| By Mike Williams

This is a public service announcement for all doubles players and aspiring doubles players!

There is a pervasive epidemic throughout the tennis community. It is called “Owling” and it must be stopped NOW!

What is “Owling?”

Owling is the dubious action of a tennis player, who is stationed at the net, or turning around to watch their partner hit the ball in a game of doubles.

I think we can all agree that we are intrigued by the great bird, the Owl, for its wondrous gaze, it’s “Who, Who” call in the night and especially its distinctive ability to turn its head 180-degrees in the opposite direction from its front.

Although this particular characteristic has given the Owl a predatory advantage in the wild, it is a trait in tennis certain to be the undoing of many a doubles player!

There are certain nuances in the game of tennis that players of all skill levels need to understand, and adhere to. These nuances are mostly understood intrinsically, but often are either lost, neglected, or even unlearned at the amateur level.

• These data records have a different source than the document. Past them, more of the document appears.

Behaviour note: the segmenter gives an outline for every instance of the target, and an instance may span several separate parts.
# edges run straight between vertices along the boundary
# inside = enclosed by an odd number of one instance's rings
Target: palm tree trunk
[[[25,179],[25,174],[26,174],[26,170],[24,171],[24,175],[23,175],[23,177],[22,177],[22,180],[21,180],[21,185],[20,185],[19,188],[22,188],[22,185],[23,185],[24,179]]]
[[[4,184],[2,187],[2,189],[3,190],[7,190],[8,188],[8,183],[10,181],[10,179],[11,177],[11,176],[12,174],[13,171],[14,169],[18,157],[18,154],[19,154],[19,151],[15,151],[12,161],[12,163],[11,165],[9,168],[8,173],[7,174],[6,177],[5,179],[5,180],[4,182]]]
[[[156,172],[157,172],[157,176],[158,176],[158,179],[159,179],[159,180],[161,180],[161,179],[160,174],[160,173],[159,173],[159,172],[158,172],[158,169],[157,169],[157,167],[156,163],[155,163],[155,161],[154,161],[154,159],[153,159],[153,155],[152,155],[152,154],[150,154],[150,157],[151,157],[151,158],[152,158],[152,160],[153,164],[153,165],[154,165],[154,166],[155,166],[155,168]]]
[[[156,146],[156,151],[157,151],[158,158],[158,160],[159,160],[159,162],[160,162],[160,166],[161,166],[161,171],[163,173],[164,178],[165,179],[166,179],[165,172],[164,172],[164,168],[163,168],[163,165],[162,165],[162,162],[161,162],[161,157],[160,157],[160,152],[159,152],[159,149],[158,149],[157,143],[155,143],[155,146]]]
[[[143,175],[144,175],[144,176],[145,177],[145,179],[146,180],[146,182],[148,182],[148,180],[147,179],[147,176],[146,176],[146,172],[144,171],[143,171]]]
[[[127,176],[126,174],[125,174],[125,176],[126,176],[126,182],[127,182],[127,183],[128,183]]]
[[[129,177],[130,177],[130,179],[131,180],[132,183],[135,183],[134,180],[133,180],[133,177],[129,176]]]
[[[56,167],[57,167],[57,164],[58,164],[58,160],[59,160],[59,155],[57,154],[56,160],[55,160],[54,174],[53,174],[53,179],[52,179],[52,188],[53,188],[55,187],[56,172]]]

Hitting through the middle of the court in doubles, for instance, is a staple of the game. As is communicating with your partner during AND in between points. These are two important strategic and mental characteristics of a winning doubles player. But just as there are specific attributes that make great players, there are peculiarities that I find popping up in the tennis community that will hold our games back. One of these idiosyncrasies, which I call “Owling,” is a bad strategy, for a number of different reasons. None is more important than the fact that your safety and ability to protect yourself is compromised when your head is turned. Keep in mind that once the ball has passed by you it is your partner’s responsibility to hit the ball. There is nothing you can do to help them by watching them. Spending one-third of the point with your eyes diverted away from your opponents is not a healthy tactic. So, get out of spectator mode and fast!

One thing that you will learn by keeping your head and eyes facing forward is that your opponents will tell you everything that you need to know (if you know what to look for) and more importantly, what is to come next. They will follow the path of the ball with their movement and their eyes, and you will become more adept at reading these subtleties in their movements.

Remember the first person you need to worry about is the net person on the other side of the court. They will have the first chance at hitting the ball as your partner’s shot passes over the net and if they do poach or volley at that moment you will be ready for it because you are watching your opponent(s) and not your partner. If they do not volley that ball it will most likely go to their partner and here is where you may decide to be aggressive. Start to notice when you are “Owling” and notice when your opponents are doing the same. Who knows, it may be the adjustment you are looking for and an opportunity to steal some points by reflexing your opponent’s ball back or poaching. It will certainly make you a better, quicker, more anticipatory doubles player and most importantly, you will be protecting yourself.

Together, let’s put a stop to Owling!